Review: Cartwheel

Cartwheel

Cartwheel
By Jennifer du Bois
(Random House, Hardcover, 9780812995862, September 2013, 384pp.)

The Short of It:

One of those stories that is ripped right out the headlines, and yet you still find yourself eagerly turning pages even though the story is not new to you.

The Rest of It:

There has been a lot of praise for Cartwheel and after finishing the book, I can certainly see why.

Largely inspired by the Amanda Knox trial, Cartwheel follows the events leading up to the murder of Katy Kellers, a young American living with a host family in Buenos Aires. Her American roommate, Lily Hayes is accused of the crime. With no alibi to speak of, and what the crime investigator sees as questionable behavior in the form of a cartwheel, perfectly executed by Lily in the interrogation room, Lily is looking quite guilty even by those who know her.

Lily Hayes makes a very interesting character study. She is slightly off kilter in her thinking and no matter how dire her situation seems to be, she fails to see the severity of the situation. You cannot believe anything that she says and because of that, it’s impossible to know what is going on in her head. As she sits in prison, awaiting her trial, she appears to be a victim, but is she? When her parents and sister fly out to see her, what they see is what she WANTS them to see. A victim. A disheveled, dirty, largely misunderstood victim. But what about that cartwheel? A cartwheel? In the middle of an interrogation? With absolutely no regard to how that might look to anyone watching?
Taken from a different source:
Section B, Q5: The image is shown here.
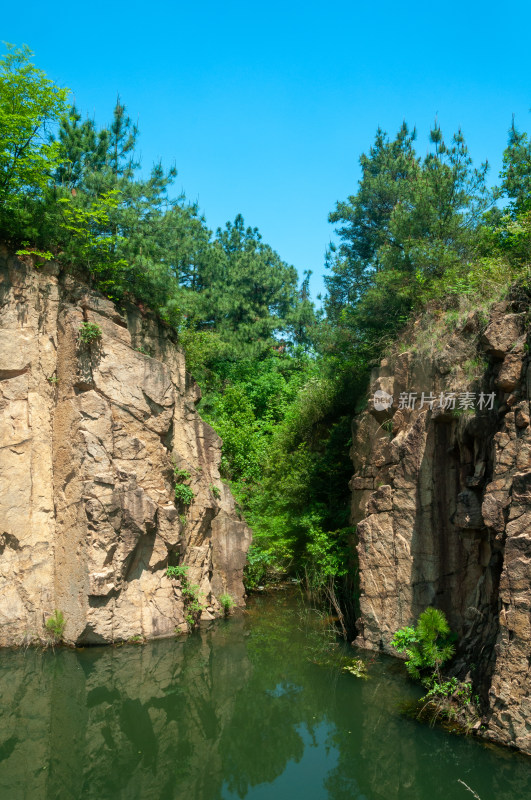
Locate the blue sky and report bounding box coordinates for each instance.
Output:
[0,0,531,295]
As a reader, we learn a lot about Lily, but I have to say that I never felt as if I really knew her. She’s as complex as she is frustrating. The investigation, headed-up by the lead prosecutor in the case, Eduardo Campos, is not always on the up-and-up either. He’s pretty sure that what he has in front of him is cut and dry, and yet… he continues to wonder about her motive. I enjoyed his take on what was going on, but by the end, I have to admit that I was still a bit confused over whether or not she was guilty of the crime. I think I know, but I can’t be sure.
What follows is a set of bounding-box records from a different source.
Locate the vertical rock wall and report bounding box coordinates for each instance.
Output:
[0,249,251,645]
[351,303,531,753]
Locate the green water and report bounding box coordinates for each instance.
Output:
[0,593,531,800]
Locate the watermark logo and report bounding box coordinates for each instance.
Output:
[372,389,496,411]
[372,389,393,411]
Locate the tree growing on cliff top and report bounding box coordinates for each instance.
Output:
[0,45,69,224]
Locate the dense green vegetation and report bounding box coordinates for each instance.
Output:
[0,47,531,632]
Cartwheel is a page-turner. No lie. But what I didn’t expect is just how similar this fictional tale is to what really happened with Amanda Knox. Lily employs the use of a cartwheel, whereas Amanda Knox did yoga. There is a bar owner in both Knox’s case as well as Lily’s and the whole thing with finding DNA on the bra clasp appears in both stories. I think as a fictional work, DuBois could have taken us somewhere else with all of that, but I can’t say that knowing the real-life facts took anything away from the story.
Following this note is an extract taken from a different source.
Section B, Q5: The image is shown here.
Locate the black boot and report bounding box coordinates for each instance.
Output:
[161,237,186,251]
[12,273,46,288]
Overall, it was a gripping read but not because there is a lot going on. More so, because as you read, you can’t help but review the facts and come to your own conclusion on what happened or could have happened. For that reason, you pay attention to every word on the page. It’s a book that I could easily fall back into even after reading other books in between. That’s saying quite a bit given my attention span at the time I read it.

In a nutshell, it’s a keeper.

Source: Sent to me by the publisher.
Disclosure: This post contains Indiebound affiliate links.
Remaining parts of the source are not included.